How to Fine-Tune Stable Diffusion XL 2.0 with LoRA

Contents

Fine-tuning Stable Diffusion XL 2.0 is most efficiently achieved using Low-Rank Adaptation (LoRA) - a lightweight adapter technique that injects your custom style or subject concept into the model without modifying the base weights. Instead of retraining the full model (which requires enormous compute and produces a 6+ GB file that overwrites the model’s general capabilities), a LoRA trains a small side-network that sits alongside the frozen base. The resulting file is typically 50–300 MB and can be loaded, unloaded, and stacked at inference time. With the right tooling, you can train a quality LoRA on a mid-range RTX 50-series GPU with 12 GB of VRAM in an afternoon.

The 2026 Image Gen Landscape: SDXL 2.0 vs. Flux.1 vs. Others

Before investing time in a training run, it is worth understanding where SDXL 2.0 sits relative to its competitors in early 2026. The image generation field has bifurcated into two major architectural camps: the UNet-based diffusion stack that SDXL inherits from Stable Diffusion 1.x/2.x, and the Diffusion Transformer (DiT) architecture used by Flux.1 (Black Forest Labs), Sora-class video models, and PixArt-Sigma. SDXL 2.0 remains on the UNet path but benefits from substantially improved training data curation, a redesigned VAE with near-lossless latent compression, and a distillation pipeline that closes much of the quality gap with Flux.1 Dev at lower inference cost.

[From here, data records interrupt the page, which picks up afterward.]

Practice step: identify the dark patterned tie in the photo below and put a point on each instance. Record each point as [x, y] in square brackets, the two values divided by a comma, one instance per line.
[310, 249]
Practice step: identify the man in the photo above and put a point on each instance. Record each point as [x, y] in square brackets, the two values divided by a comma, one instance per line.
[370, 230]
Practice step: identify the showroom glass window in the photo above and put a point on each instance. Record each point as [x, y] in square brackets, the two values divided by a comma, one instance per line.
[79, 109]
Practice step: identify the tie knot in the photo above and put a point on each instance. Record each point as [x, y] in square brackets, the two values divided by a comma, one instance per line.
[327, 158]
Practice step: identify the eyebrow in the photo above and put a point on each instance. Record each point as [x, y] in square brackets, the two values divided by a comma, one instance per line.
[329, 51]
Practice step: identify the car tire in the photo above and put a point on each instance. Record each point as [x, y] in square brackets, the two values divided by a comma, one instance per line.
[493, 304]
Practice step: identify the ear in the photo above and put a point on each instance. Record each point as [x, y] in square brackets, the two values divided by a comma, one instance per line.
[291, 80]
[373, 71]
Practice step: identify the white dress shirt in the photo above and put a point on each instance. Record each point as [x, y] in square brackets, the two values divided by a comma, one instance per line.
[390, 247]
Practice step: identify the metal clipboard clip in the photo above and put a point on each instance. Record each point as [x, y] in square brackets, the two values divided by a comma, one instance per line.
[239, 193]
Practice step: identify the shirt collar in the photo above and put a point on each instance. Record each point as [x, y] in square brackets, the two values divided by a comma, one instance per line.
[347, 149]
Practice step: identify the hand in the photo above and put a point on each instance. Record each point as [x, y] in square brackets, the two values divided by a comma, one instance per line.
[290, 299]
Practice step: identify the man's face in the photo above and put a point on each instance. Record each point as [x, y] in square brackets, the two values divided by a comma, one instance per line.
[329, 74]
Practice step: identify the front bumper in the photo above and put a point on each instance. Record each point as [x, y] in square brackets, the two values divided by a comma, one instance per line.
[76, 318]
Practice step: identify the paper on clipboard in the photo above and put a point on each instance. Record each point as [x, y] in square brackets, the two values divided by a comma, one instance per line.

Flux.1 Dev produces stunning images - particularly for photorealism and complex scene composition - but its DiT architecture means the LoRA training ecosystem is still maturing. Tools like x-flux and SimpleTuner support Flux.1 LoRA training, but the hyperparameter landscape is less understood and training stability is more sensitive. SDXL 2.0, by contrast, has a mature LoRA ecosystem backed by years of community experimentation through kohya_ss, thousands of public LoRA releases on CivitAI, and well-documented training recipes. If your goal is a style LoRA with predictable results and a large base model community to build on, SDXL 2.0 is still the right choice in 2026. If you need maximum photorealism and can accept a longer experimentation cycle, Flux.1 Dev is the frontier.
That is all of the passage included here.